BWL bleibt angriffslustig: Andrej Homer (rechts) im Zweikampf beim SC Spelle-Venhaus. Am Sonntag steht das Spitzen- und Geisterspiel gegen Emden an. Foto: Scholz

BW Lohne ist bereit für das nächste Schlagerspiel in der Fußball-Oberliga. Der Neuling erwartet am Sonntag um 15.00 Uhr Kickers Emden zum Verfolgerduell – und zum ersten Geisterspiel. Das Heinz-Dettmer-Stadion bleibt durch die Allgemeinverfügung des Landkreises für Zuschauer gesperrt.

Weder ein Heimrechttausch mit Emden – wo Zuschauer erlaubt wären – noch eine Absage kam für BW Lohne in Frage. „Wir ziehen das Ding gegen Emden jetzt durch, sofern wir von der Stadt oder vom Verband nichts anderes hören. Dann haben wir drei Auswärtsspiele. Danach überlegen wir, wie es weitergehen könnte“, sagte Manuel Arlinghaus am Freitag.

Der BWL-Fußballchef hat auch die wirtschaftliche Seite im Kopf. Bei 500 Zuschauern, die bislang durchweg kamen, würde den Blau-Weißen eine Einnahme von rund 3000 Euro durch die Lappen gehen. Gegen Emden hätte Arlinghaus auch angesichts der Konstellation mit wenig Fußball-Spielbetrieb mit rund 1000 Besuchern gerechnet. Das nächste Heimspiel für BWL folgt am 13. November gegen den TuS Bersenbrück. Wie es dann coronatechnisch aussieht, vermag heute niemand zu sagen.

Wiedersehen mit Torwart Jannik Wetzel

Dafür kann Trainer Henning Rießelmann mit Gewissheit festhalten, dass der bisherige Saisonverlauf für den ungeschlagenen Aufsteiger mit 14 Punkten aus sechs Partien und einer fußballerischen Weiterentwicklung sehr erfreulich war. Er sagt: „Dass wir jetzt ohne Fans spielen müssen, ist schon schade. Wir spielen ja auch Fußball, um den Zuschauern etwas zu zeigen. Aber: Es ist, wie es ist.“

Nach dem 1:1 beim Spitzenreiter SC Spelle-Venhaus am Freitag vergangener Woche kommt mit Kickers Emden der nächste schwere Brocken. Henning Rießelmann hält das Team um den hauptamtlichen Trainer und früheren Bundesliga-Profi Stefan Emmerling für sehr gefährlich: „Es ist für mich die robusteste und zweikampfstärkste Mannschaft der Liga. Und sie spielt schnörkellos nach vorne.“ Vor allem die Namen Tido Steffens und Holger Wulff sind den Lohnern bestens bekannt. Emden hat Lohne im Juni 2019 am letzten Spieltag den Aufstieg entrissen – als Zweiter hinter dem SV Bevern, der vorher seinen Aufstiegsverzicht erklärt hatte.

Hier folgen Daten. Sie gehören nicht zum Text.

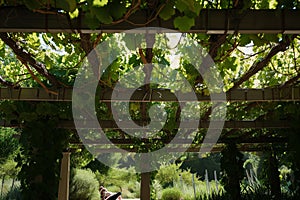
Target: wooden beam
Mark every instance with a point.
(236, 95)
(63, 189)
(110, 124)
(215, 149)
(20, 19)
(240, 140)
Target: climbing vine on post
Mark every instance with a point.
(232, 166)
(42, 144)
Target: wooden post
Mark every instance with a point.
(145, 186)
(63, 190)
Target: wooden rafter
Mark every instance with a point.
(235, 95)
(110, 124)
(19, 19)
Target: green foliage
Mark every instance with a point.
(171, 194)
(8, 144)
(41, 148)
(14, 194)
(84, 185)
(232, 164)
(166, 175)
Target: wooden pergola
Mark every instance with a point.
(18, 19)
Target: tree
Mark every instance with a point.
(51, 60)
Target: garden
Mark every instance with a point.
(171, 100)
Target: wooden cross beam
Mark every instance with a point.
(213, 21)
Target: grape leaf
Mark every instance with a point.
(167, 12)
(184, 23)
(117, 9)
(102, 14)
(72, 5)
(32, 4)
(91, 21)
(100, 3)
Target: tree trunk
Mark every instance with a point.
(3, 177)
(274, 179)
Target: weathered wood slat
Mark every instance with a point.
(65, 94)
(110, 124)
(20, 19)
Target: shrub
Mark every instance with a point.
(14, 194)
(84, 185)
(171, 194)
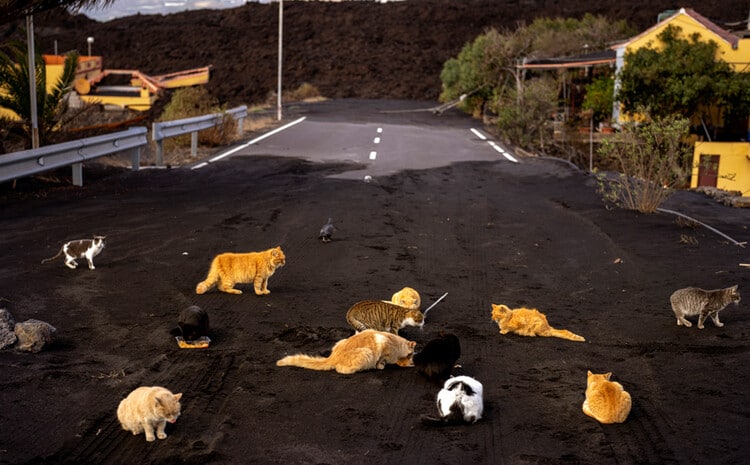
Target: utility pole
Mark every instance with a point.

Die Kickers, bei denen der Ex-Lohner Jannik Wetzel im Tor steht, haben am Mittwoch im NFV-Pokal mit der zweiten Garde gehen den VfL Oldenburg 2:3 verloren. In der Liga imponierte vor allem der 4:3-Sieg nach 0:3-Rückstand in Bersenbrück, wo Rießelmann Augenzeuge war. Am Sonntag wird der BWL-Coach seine bewährte Startelf bringen. Rießelmann: „Ich lasse immer die besten elf spielen, aber das muss auch Woche für Woche bestätigt werden.“ Für den Lohner Trainer ist zudem klar: „Wir spielen nicht um Platz eins, sondern um drei Punkte.“ Aber: BWL wäre bei einem eigenen Sieg und einem Speller Patzer gegen Rotenburg Spitzenreiter.